A professor of philosophy at Jagiellonian University and a member of the European Parliament, Legutko was scheduled to speak Wednesday at the Vermont college's Alexander Hamilton Forum, delivering a lecture entitled "The Demon in Democracy: Totalitarian Temptations in Free Societies." A member of the anti-Communist Polish resistance during the Cold War, Legutko warns that western democracy is also susceptible to creep towards totalitarianism.

But in the days leading up to the speech, some Middlebury students and professors wrote an open letter demanding the university rescind its sponsorship. The liberal activists took issue with Legutko's pointed critiques of multiculturalism, feminism, and homosexuality, calling them "homophobic, racist, xenophobic, [and] misogynistic."

"Inquiry, equity, and agency cannot be fostered in the same space that accepts and even elevates homophobic, xenophobic, misogynistic discourse," they demand. "Bigotry of any kind should not be considered a form of inquiry."

The chairmen of both departments denied the activists requests, defending the event on grounds of academic freedom. But hours before the event was scheduled, Middlebury Provost Jeff Cason and Vice President for Student Affairs Baishakhi Taylor sent a campus-wide email indicating the lecture was canceled.
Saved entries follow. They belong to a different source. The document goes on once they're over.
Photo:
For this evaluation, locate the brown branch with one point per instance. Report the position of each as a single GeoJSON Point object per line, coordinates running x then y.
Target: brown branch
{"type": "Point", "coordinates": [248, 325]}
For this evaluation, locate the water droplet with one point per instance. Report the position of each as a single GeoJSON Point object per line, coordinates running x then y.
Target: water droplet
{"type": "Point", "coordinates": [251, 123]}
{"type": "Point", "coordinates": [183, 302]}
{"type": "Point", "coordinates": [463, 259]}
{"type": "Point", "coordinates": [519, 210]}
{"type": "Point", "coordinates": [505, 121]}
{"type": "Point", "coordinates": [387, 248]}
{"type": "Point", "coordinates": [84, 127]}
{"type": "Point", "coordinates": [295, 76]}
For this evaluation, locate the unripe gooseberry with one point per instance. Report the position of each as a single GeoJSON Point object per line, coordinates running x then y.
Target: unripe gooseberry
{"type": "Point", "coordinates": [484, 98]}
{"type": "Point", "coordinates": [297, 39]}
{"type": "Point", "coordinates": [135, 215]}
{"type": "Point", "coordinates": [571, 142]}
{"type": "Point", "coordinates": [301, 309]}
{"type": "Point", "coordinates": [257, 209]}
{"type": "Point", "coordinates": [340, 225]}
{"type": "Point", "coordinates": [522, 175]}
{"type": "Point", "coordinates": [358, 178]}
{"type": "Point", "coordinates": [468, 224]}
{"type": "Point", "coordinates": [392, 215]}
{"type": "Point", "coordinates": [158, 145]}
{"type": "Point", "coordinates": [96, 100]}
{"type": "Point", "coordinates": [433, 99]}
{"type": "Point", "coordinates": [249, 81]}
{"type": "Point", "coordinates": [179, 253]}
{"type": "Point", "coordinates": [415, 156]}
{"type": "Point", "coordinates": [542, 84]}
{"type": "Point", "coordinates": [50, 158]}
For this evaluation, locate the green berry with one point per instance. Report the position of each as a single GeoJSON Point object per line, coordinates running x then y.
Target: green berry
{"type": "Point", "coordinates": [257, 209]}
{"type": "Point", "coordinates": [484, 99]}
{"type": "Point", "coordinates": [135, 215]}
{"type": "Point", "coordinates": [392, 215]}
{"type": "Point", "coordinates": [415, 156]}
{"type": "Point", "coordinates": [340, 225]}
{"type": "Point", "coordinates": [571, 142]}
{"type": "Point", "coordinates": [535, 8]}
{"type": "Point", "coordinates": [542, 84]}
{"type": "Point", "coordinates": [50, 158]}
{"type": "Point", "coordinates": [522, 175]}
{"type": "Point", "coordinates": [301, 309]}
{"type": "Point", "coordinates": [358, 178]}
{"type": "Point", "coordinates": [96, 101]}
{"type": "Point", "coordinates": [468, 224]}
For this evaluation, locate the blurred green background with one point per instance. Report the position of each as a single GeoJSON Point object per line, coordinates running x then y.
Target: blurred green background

"In the interest of ensuring the safety of students, faculty, staff, and community members, the lecture by Ryszard Legutko scheduled for later today will not take place," the email read. "This decision was not taken lightly. It was based on an assessment of our ability to respond effectively to potential security and safety risks for both the lecture and the event students had planned in response."

Originally, the university tried to move the event to a different space. "However, it became clear with the increased number of participants that we didn't have the staff capacity to adequately ensure everyone's safety," the email read.

"We appreciate the thoughtful work of faculty and student organizers, their contributions to the planning process, and their desire to prevent disruption. We made our decision based on Middlebury's policy on scheduling events, and we will meet with organizers of both events moving forward."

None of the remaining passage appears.